Verify the installation by checking the version:

/usr/local/bin/node_exporter --version

Then create a systemd service file /etc/systemd/system/node_exporter.service for Node Exporter:

[Unit]
Description=Node Exporter
After=network.target

[Service]
User=node_exporter
Group=node_exporter
Type=simple
ExecStart=/usr/local/bin/node_exporter
Restart=always
RestartSec=5s

[Install]
WantedBy=multi-user.target

This systemd service file configures Node Exporter to run automatically as a background service on system startup. It starts after the network is available, runs securely under the dedicated node_exporter user, and executes the Node Exporter binary to expose system metrics (usually on port 9100). The service is set to automatically restart if it fails, with a short 5-second delay between attempts, ensuring continuous availability for Prometheus monitoring.

Finally, reload the systemd daemon and start the Node Exporter service:

sudo systemctl daemon-reload
sudo systemctl enable --now node_exporter
sudo systemctl status node_exporter

Grafana

To install Grafana, first, import the Grafana GPG key:

cd /tmp
wget -q -O gpg.key https://rpm.grafana.com/gpg.key
sudo rpm --import gpg.key

Then create the Grafana repository file /etc/yum.repos.d/grafana.repo:

[grafana]
name=grafana
baseurl=https://rpm.grafana.com
repo_gpgcheck=1
enabled=1
gpgcheck=1
gpgkey=https://rpm.grafana.com/gpg.key
sslverify=1
sslcacert=/etc/pki/tls/certs/ca-bundle.crt

Once the repository is set up, install Grafana:

sudo dnf install grafana -y
grafana-server -v

Then start and enable the Grafana service:

sudo systemctl enable --now grafana-server
sudo systemctl status grafana-server

Dashboard

Now that everything is set up, access the Grafana web interface by navigating to the following URL in your web browser on the local system.

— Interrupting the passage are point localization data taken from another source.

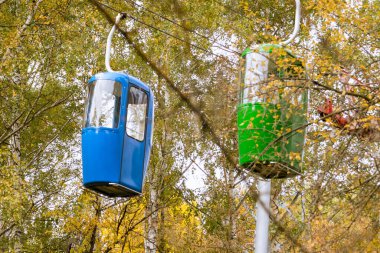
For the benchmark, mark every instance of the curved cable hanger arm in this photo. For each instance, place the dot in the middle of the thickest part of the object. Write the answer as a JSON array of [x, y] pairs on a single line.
[[119, 17], [296, 24]]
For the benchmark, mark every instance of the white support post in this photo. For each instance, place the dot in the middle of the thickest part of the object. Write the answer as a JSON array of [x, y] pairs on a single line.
[[262, 217]]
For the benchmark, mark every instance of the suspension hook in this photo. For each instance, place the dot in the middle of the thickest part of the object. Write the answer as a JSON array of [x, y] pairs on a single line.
[[119, 17], [296, 24]]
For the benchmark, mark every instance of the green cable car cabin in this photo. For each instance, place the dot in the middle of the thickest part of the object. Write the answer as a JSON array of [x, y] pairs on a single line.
[[272, 112]]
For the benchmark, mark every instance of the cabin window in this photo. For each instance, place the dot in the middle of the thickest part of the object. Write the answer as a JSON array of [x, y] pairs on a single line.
[[136, 113], [258, 73], [103, 104]]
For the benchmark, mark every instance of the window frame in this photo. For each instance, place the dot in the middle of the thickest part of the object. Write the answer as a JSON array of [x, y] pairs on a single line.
[[130, 86], [89, 103]]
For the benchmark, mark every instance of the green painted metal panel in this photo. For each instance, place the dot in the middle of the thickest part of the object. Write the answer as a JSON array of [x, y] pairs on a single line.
[[271, 135]]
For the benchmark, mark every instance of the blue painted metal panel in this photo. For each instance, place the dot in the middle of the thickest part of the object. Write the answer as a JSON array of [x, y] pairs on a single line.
[[101, 154]]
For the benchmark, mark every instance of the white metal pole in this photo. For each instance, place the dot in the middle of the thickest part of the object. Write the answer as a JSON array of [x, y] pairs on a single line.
[[262, 217]]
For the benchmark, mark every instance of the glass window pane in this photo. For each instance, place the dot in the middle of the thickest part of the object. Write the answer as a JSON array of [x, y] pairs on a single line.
[[136, 113], [255, 78], [103, 104]]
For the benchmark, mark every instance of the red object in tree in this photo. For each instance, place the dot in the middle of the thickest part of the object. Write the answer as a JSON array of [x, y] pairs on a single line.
[[327, 109]]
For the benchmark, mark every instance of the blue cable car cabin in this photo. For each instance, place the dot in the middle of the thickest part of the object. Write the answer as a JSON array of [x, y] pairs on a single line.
[[117, 134]]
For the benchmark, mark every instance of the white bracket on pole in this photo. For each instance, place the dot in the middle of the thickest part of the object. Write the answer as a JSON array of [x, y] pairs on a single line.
[[119, 17]]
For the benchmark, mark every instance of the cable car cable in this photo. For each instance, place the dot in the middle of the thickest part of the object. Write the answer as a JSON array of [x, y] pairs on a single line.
[[223, 47], [166, 33]]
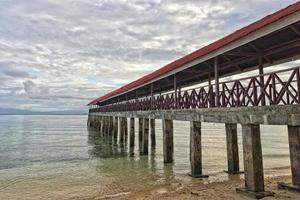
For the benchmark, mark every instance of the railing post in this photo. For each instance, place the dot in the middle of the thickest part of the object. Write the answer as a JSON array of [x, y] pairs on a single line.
[[175, 91], [298, 83], [217, 95]]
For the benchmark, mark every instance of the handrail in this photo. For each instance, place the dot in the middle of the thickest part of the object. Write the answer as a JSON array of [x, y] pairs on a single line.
[[245, 93]]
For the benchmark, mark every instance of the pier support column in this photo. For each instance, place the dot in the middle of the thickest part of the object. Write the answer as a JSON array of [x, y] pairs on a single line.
[[152, 135], [107, 125], [122, 125], [126, 129], [232, 149], [111, 126], [168, 146], [140, 135], [294, 144], [145, 136], [196, 150], [116, 129], [100, 123], [132, 133], [253, 163]]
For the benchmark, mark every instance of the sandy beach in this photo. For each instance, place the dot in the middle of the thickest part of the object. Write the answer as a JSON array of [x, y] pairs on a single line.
[[200, 190]]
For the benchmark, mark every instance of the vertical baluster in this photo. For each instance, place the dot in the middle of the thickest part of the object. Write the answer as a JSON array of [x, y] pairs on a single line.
[[274, 89], [298, 83], [255, 92]]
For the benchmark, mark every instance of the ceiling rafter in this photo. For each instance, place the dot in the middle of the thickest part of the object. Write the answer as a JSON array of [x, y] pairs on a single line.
[[232, 62], [295, 29], [260, 52]]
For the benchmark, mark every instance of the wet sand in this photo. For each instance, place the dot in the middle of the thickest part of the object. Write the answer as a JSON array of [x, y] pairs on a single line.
[[199, 190]]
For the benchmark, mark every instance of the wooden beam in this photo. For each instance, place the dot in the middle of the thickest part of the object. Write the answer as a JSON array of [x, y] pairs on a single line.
[[260, 52], [295, 29], [235, 65]]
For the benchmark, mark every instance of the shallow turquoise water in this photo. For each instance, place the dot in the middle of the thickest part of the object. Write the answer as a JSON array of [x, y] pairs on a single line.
[[57, 157]]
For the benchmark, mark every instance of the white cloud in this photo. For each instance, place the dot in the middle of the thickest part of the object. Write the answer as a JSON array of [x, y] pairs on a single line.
[[60, 54]]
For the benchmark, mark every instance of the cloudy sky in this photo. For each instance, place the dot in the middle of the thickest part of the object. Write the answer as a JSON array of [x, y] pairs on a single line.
[[60, 54]]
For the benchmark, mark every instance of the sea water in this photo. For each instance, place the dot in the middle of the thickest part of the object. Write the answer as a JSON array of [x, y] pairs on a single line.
[[58, 157]]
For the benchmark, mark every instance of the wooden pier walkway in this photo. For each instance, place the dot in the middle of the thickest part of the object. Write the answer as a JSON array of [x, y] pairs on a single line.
[[200, 87]]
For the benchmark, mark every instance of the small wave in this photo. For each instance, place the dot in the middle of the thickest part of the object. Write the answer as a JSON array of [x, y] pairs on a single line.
[[113, 195]]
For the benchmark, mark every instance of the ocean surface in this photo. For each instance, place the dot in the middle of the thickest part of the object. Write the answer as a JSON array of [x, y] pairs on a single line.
[[57, 157]]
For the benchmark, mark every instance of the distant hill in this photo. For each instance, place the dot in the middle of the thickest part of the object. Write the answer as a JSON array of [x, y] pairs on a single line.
[[12, 111]]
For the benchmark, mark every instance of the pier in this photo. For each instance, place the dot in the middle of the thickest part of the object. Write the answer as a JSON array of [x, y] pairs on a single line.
[[223, 82]]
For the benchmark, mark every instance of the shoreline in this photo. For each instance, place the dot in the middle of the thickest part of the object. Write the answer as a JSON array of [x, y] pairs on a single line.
[[199, 190]]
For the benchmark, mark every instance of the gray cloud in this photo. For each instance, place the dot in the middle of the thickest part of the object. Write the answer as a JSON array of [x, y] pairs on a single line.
[[61, 54]]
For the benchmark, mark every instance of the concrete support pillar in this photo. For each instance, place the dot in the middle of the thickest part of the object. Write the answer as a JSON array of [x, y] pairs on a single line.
[[102, 128], [253, 162], [168, 146], [126, 129], [196, 150], [152, 135], [107, 126], [122, 129], [100, 124], [111, 124], [294, 144], [140, 134], [232, 149], [116, 128], [132, 133], [145, 136]]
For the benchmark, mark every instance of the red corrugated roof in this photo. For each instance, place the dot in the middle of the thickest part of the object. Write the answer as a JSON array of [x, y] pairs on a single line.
[[204, 51]]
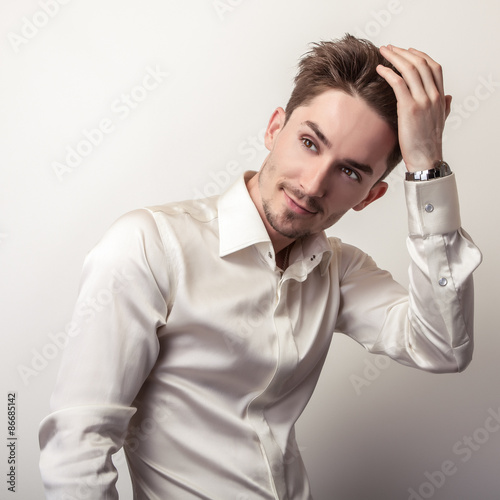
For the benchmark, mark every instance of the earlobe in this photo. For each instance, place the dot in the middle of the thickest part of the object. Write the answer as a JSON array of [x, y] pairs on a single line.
[[276, 123], [375, 193]]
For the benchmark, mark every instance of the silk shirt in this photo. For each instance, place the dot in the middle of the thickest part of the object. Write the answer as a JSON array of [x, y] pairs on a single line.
[[196, 353]]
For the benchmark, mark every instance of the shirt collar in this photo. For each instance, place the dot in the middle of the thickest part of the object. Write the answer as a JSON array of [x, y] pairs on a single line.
[[241, 226]]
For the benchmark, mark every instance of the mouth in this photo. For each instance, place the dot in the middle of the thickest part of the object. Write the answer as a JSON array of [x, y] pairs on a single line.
[[296, 206]]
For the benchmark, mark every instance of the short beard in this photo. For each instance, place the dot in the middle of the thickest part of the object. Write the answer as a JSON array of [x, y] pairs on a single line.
[[279, 224]]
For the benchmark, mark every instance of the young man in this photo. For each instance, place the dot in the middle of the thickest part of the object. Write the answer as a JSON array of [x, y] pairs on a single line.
[[219, 312]]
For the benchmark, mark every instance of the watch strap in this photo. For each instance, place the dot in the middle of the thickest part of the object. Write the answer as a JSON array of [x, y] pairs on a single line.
[[441, 169]]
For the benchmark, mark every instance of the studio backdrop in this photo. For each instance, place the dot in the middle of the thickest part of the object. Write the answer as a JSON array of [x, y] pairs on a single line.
[[110, 106]]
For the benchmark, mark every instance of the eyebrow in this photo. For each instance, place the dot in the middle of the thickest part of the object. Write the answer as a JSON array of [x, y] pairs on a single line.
[[363, 167]]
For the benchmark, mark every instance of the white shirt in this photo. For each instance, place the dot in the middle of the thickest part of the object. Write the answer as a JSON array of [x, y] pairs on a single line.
[[192, 350]]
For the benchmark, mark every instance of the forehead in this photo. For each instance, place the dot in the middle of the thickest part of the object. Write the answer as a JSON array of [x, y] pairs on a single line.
[[354, 129]]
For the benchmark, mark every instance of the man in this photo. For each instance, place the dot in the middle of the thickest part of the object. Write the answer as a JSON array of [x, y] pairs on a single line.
[[216, 314]]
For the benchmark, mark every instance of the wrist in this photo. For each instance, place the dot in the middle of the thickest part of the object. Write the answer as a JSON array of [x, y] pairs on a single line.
[[440, 169]]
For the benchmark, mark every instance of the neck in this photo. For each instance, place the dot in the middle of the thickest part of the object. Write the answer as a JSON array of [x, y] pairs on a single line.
[[279, 241]]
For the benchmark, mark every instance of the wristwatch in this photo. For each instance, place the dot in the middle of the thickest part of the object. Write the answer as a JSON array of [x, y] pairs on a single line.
[[441, 169]]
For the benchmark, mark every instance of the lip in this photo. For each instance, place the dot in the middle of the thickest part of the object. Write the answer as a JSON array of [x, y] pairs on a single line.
[[296, 207]]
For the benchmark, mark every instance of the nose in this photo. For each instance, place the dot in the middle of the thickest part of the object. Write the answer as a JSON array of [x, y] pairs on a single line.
[[314, 180]]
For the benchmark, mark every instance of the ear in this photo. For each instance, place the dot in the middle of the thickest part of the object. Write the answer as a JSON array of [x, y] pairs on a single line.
[[376, 192], [276, 123]]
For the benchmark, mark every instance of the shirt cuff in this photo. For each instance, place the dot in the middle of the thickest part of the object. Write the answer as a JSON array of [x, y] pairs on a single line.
[[433, 206]]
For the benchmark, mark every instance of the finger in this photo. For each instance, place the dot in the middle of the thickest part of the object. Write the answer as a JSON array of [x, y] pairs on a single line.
[[397, 83], [415, 71], [436, 68], [447, 110]]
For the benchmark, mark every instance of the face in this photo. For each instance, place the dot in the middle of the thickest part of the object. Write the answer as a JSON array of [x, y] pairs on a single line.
[[326, 160]]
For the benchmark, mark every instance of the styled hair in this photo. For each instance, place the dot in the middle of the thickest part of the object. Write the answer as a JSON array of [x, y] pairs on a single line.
[[348, 64]]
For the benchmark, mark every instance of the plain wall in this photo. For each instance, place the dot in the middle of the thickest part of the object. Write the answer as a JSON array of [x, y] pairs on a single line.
[[373, 429]]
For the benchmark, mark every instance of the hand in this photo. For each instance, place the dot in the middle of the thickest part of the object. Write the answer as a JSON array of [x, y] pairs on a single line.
[[422, 105]]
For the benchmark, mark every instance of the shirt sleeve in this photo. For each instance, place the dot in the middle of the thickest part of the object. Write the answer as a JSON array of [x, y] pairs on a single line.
[[430, 326], [113, 346]]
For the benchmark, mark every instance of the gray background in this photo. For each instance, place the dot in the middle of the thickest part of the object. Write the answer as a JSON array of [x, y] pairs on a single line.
[[373, 429]]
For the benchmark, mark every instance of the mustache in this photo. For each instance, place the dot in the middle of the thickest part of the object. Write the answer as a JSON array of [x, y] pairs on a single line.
[[309, 203]]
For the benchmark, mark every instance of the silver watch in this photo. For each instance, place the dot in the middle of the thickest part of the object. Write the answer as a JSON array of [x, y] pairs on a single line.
[[441, 169]]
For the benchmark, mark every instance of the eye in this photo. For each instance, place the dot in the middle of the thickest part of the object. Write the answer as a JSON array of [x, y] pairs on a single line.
[[309, 144], [352, 174]]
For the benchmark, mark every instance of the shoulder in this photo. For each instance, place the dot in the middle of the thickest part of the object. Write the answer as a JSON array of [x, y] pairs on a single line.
[[348, 258]]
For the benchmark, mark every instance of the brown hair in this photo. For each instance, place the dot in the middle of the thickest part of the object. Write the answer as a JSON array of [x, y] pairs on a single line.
[[348, 64]]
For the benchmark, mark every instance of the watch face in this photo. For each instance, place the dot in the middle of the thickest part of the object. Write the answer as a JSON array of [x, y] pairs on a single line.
[[441, 169]]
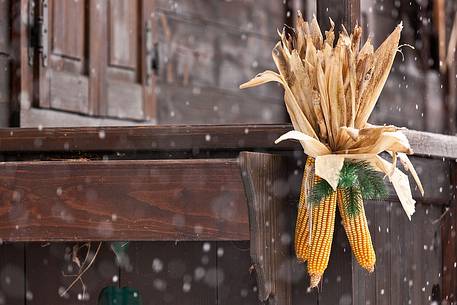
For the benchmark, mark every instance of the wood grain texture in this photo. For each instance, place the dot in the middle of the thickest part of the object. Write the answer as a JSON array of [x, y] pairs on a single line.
[[264, 177], [206, 105], [123, 200], [408, 265], [187, 137], [237, 285], [449, 242], [342, 12]]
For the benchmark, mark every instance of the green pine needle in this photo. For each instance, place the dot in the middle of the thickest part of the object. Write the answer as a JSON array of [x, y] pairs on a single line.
[[320, 191], [358, 180]]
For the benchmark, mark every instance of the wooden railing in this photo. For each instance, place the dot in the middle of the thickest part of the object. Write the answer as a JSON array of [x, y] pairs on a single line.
[[194, 183]]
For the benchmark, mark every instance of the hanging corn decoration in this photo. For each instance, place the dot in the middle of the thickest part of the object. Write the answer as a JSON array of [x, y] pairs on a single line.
[[313, 239], [359, 237], [330, 90]]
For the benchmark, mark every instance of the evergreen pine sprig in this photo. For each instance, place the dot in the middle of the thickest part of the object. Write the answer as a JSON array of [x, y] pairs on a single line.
[[320, 191], [359, 182]]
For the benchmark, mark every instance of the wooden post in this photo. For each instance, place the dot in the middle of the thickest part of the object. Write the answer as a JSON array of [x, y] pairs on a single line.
[[342, 12], [265, 181]]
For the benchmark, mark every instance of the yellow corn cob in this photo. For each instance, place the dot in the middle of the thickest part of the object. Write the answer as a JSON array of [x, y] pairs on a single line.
[[357, 231], [316, 250], [301, 224]]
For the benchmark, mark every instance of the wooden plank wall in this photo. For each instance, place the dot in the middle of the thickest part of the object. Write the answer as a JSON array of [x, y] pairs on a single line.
[[199, 74], [163, 272], [413, 96], [408, 267], [4, 62]]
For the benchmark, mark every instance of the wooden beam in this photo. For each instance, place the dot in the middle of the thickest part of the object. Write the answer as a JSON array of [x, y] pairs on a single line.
[[342, 12], [166, 138], [122, 200], [264, 177]]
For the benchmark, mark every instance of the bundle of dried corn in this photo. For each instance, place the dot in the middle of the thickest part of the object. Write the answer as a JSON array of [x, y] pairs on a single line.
[[330, 91]]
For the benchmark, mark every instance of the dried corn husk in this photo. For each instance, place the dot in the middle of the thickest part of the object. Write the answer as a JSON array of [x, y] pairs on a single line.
[[330, 91]]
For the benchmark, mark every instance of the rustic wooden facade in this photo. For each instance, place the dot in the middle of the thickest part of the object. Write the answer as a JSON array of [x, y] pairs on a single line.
[[184, 196], [197, 215]]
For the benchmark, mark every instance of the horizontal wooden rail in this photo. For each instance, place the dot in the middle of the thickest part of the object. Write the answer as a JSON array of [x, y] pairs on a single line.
[[183, 137], [123, 200]]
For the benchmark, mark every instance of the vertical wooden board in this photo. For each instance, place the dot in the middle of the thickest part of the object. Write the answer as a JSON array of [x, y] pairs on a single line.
[[337, 281], [173, 272], [236, 281], [5, 97], [430, 251], [187, 105], [222, 58], [398, 255], [417, 259], [68, 28], [449, 244], [123, 33], [4, 26], [12, 274], [53, 262], [383, 248]]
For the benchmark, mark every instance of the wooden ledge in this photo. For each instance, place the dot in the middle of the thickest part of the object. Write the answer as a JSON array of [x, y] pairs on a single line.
[[123, 200]]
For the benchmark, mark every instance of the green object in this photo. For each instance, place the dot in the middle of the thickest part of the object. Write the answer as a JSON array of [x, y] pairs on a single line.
[[119, 296], [358, 181]]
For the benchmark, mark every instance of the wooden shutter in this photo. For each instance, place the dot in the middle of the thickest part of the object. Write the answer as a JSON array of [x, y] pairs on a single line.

http://<ip-of-management-node>:3000
../_images/0_login.png

The default username and password are both admin. Once logged in, you have the following landing page.

../_images/1_dash.png

The next step is to select a data source for Grafana. In our case, the datasource is Prometheus.

../_images/2_datasource.png

Within the Prometheus data source, we have to specify the Prometheus server. In our case, Grafana and Prometheus are installed on Node1, so we can point to the Prometheus server using localhost.

../_images/3_localhost.png

Once this is set, you can save the datasource.

../_images/4_save.png

Now that the datasource is defined, we can create a dashboard.

../_images/5_dash.png

For this, first select any metric you want in the dashboard, along with the visualisation style you want.

../_images/6_select.png

Once selected, run the query using the Run queries button, and this will give you the dashboard for that metric.

../_images/7_visual.png

You can repeat this step for different metrics and have multiple dashboards.